Esse desempenho reforça a posição do Brasil como maior produtor e exportador global de açúcar, ampliando sua importância para o abastecimento do mercado internacional em um cenário de possíveis dificuldades produtivas em outras origens.
Além disso, a maior parte da cultura já passou pela fase mais sensível de desenvolvimento, reduzindo a vulnerabilidade da safra atual aos efeitos do El Niño.
Mesmo que o aumento das chuvas possa provocar atrasos pontuais na moagem em algumas regiões do Centro-Sul, as perspectivas para a produção permanecem favoráveis.
Índia e Tailândia concentram as maiores preocupações
Ao contrário do Brasil, países asiáticos podem enfrentar impactos mais severos caso o fenômeno climático se confirme.
Índia e Tailândia, responsáveis por parcela significativa das exportações mundiais de açúcar, historicamente registram períodos de estiagem durante eventos de El Niño. A menor disponibilidade de água pode reduzir a produtividade dos canaviais e limitar a oferta de matéria-prima para a indústria açucareira na safra que terá início em outubro de 2026.
Qualquer redução na produção desses países tende a influenciar rapidamente as cotações internacionais da commodity, devido ao peso que ambos exercem no comércio global.
América Central também entra no radar do mercado
Além da Ásia, os países produtores da América Central também passam a ser monitorados pelos analistas.
As projeções climáticas indicam maior probabilidade de condições secas na região, cenário que pode comprometer o desenvolvimento das lavouras de cana-de-açúcar e reduzir os volumes destinados à exportação.
A intensidade dos impactos dependerá da duração do fenômeno e das condições climáticas específicas de cada país ao longo do ciclo produtivo.
Duração do El Niño será decisiva para os próximos ciclos
Especialistas destacam que os reflexos do fenômeno não devem se limitar apenas à safra 2026/27.
Caso o El Niño se intensifique durante o segundo semestre de 2026 e permaneça ativo ao longo de 2027, seus efeitos poderão influenciar também o desenvolvimento da safra 2027/28.
No Brasil, chuvas mais frequentes na região Sul do Centro-Sul poderão favorecer a recuperação hídrica dos canaviais para o próximo ciclo, embora ainda seja cedo para confirmar essa tendência.
Oferta brasileira pode ganhar ainda mais importância
O calendário agrícola dos principais países produtores faz com que os impactos climáticos ocorram em momentos distintos, exigindo acompanhamento constante por parte do mercado.

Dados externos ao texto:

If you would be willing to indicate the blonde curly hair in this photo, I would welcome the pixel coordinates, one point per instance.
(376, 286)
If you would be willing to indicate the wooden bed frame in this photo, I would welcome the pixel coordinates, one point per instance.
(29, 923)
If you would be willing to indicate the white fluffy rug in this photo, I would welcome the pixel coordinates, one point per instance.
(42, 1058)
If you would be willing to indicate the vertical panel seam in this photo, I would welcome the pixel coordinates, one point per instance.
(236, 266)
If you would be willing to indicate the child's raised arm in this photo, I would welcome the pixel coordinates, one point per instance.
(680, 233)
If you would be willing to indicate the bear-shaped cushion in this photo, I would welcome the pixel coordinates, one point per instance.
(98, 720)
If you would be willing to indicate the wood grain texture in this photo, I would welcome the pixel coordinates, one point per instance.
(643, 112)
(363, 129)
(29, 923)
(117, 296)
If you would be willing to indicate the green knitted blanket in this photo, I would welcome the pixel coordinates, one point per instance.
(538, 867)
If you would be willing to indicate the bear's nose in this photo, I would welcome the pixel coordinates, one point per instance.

Mesmo diante de um cenário atual de oferta global mais confortável, analistas avaliam que uma eventual redução da produção em concorrentes poderá ampliar ainda mais a dependência do açúcar brasileiro para equilibrar o abastecimento mundial.
Segundo Livea Coda, coordenadora de Inteligência de Mercado da Hedgepoint Global Markets, o monitoramento das condições climáticas continuará sendo um dos principais fatores para a formação dos preços internacionais.
“A combinação entre condições relativamente mais favoráveis no Brasil e potenciais dificuldades produtivas em outras origens reforça a necessidade de monitoramento constante das condições climáticas e de seus reflexos sobre a oferta global”, afirma a especialista.
Mercado acompanha clima e perspectivas para os preços
Com a proximidade do início da safra no Hemisfério Norte, investidores, usinas e tradings acompanham atentamente a evolução das previsões climáticas.
Caso o El Niño provoque perdas relevantes em importantes países exportadores, o Brasil poderá ampliar sua participação no comércio internacional de açúcar, consolidando ainda mais seu papel estratégico na segurança do abastecimento global da commodity.